REUEL MARC GERECHT and MARK DUBOWITZ
November 18, 2011

THE release last week of the International Atomic Energy Agency’s report on Iran’s progressing nuclear program has to make one wonder whether more than 30 years of sanctions have helped to thwart — or even stall — the country’s nuclear designs. There is no evidence to suggest that economic coercion has ever made Ayatollah Ali Khamenei, Iran’s supreme leader, rethink the risks-versus-rewards calculus for developing atomic weapons. And the truly crippling sanctions that might have more of an effect would never be accepted by Western politicians, who are fearful of higher oil costs and of being seen as too harsh on the Iranian people.

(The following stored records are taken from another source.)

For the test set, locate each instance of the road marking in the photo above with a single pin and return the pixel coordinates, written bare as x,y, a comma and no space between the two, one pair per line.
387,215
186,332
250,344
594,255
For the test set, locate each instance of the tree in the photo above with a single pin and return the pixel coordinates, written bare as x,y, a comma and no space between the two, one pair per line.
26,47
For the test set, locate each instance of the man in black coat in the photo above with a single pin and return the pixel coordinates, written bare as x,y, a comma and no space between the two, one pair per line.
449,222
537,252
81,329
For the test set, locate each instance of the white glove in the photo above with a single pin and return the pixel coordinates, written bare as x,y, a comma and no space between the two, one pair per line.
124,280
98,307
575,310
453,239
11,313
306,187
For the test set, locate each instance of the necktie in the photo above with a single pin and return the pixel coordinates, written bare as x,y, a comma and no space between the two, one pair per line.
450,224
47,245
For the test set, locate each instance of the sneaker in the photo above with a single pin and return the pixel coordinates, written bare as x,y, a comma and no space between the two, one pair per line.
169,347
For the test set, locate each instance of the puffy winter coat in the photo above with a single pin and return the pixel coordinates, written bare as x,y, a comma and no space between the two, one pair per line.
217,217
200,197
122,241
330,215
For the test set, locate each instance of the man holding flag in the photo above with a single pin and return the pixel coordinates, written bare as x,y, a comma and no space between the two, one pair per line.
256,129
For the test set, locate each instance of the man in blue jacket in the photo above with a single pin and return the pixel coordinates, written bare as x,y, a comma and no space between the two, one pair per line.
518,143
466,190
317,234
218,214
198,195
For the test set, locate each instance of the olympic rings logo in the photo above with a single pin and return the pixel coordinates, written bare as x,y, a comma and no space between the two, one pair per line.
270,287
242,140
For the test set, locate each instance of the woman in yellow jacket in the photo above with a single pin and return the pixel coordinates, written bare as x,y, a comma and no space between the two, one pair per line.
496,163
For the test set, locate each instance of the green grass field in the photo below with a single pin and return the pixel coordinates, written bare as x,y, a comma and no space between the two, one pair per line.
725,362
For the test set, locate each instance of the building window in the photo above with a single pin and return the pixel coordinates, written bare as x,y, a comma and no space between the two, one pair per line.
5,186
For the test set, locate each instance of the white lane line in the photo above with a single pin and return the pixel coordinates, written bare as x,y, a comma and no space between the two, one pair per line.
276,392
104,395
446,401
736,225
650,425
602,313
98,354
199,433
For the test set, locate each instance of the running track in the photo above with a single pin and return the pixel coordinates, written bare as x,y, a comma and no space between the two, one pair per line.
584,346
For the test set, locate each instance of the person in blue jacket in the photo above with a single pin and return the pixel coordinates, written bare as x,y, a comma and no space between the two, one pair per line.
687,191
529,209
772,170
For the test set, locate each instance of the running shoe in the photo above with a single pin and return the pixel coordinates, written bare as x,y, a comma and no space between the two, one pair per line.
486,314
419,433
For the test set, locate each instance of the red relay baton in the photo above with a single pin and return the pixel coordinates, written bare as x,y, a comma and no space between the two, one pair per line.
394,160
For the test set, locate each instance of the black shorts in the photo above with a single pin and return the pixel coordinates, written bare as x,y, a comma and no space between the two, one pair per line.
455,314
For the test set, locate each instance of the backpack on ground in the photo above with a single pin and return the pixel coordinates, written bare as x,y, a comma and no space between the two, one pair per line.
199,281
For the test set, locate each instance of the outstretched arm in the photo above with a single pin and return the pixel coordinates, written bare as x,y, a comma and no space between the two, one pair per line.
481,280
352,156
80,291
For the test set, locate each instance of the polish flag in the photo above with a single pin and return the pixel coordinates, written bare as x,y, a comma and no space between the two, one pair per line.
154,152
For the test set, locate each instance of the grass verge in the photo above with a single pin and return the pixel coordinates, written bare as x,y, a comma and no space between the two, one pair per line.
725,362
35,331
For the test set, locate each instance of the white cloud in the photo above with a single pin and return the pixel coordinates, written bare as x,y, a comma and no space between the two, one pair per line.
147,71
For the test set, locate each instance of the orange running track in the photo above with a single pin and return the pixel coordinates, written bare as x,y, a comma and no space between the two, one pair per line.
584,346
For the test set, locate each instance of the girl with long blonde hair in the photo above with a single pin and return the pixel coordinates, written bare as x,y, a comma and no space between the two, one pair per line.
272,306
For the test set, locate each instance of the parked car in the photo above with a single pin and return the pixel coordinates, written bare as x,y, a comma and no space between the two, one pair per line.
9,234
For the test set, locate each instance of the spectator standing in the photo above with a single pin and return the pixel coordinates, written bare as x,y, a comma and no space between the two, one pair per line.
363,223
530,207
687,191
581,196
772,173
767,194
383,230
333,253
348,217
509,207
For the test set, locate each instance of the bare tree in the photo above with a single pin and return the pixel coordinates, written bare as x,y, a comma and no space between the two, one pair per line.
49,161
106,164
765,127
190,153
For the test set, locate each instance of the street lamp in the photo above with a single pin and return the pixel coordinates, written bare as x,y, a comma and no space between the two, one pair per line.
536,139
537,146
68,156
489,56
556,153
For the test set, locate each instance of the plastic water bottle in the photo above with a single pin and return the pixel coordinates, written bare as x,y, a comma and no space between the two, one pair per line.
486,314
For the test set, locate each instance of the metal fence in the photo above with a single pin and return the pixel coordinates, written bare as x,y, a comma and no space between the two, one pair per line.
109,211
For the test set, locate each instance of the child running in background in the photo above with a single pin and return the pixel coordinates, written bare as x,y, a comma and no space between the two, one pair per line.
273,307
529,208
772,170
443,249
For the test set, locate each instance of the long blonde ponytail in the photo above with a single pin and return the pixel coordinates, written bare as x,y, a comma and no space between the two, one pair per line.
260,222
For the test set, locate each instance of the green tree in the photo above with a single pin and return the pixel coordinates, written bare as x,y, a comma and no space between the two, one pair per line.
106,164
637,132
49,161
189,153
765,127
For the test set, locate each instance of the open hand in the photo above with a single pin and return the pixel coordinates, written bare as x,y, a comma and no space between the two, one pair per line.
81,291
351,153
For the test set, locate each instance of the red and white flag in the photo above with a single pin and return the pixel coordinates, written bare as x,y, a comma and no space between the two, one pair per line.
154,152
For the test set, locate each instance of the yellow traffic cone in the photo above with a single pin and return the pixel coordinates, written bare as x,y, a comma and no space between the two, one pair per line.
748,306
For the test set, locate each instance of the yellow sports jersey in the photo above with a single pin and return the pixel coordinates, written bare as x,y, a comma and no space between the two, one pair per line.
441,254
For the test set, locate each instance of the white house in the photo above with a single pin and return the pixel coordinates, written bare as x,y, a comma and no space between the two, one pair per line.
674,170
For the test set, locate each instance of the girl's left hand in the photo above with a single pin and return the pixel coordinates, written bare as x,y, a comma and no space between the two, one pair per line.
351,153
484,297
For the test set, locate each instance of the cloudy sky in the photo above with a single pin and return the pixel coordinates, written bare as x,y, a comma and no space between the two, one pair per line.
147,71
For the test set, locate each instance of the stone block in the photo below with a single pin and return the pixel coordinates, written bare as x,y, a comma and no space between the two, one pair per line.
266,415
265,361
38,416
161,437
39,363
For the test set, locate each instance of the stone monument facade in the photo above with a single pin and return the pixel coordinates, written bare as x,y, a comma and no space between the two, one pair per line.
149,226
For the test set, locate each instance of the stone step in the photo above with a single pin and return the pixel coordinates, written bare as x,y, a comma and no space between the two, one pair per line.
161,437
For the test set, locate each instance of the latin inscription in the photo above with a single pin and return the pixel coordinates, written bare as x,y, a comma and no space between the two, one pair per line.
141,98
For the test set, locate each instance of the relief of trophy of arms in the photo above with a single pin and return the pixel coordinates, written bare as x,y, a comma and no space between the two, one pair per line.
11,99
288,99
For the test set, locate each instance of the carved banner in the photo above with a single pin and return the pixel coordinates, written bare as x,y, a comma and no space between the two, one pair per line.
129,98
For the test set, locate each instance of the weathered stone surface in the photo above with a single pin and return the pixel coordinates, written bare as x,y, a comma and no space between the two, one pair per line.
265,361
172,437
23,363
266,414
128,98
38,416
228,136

But giving up on sanctions is not the answer. Instead, we have to make sanctions smarter, more mutually reinforcing.

(Snip)

We should bar from operating in the United States any European and most Asian energy companies that deal in Iranian oil and work with the Iranian central bank, Revolutionary Guards or National Oil Company. At the same time, however, we should allow companies from countries that have little interest in Iran’s nuclear program, or its pro-democracy Green Movement, and that are willing to risk their access to American markets — mainly Chinese companies — to continue buying Iranian crude in whatever quantity they desire.

This would reduce the number of buyers of Iranian petroleum, without reducing the quantity of oil on the market. With fewer buyers to compete with, the Chinese companies would have significant negotiating leverage with which to extract discounts from Tehran. The government could lose out on tens of billions of dollars in oil revenue, loosening its hold on power.

This approach may seem distasteful to some, because it does, in a sense, reward bad Chinese behavior. But the objective of sanctions is to cause real economic pain in Tehran, not to make Americans feel moral. It would also, admittedly, be a hassle for many of our allies, but the short-term diplomatic trauma would not overwhelm Washington. And most important, markets would react in a rational way.

(Snip)

Iran hawks should not view sanctions as a pusillanimous cop-out. Like President Obama’s failed attempt at diplomatic engagement, sanctions are an unavoidable and necessary prelude to any more forceful action to stop Ayatollah Khamenei’s nuclear ambitions. America may be in for a long cold-war struggle in which sanctions will play a critical role in weakening Tehran. And the Islamic Republic hardly has the resources of the Soviet Union. This time, sanctions might actually, sooner rather than later, put our enemy on his knees.

Reuel Marc Gerecht, a former C.I.A. officer, is a senior fellow at the Foundation for Defense of Democracies, where Mark Dubowitz is the executive director and head of its Iran Energy Project.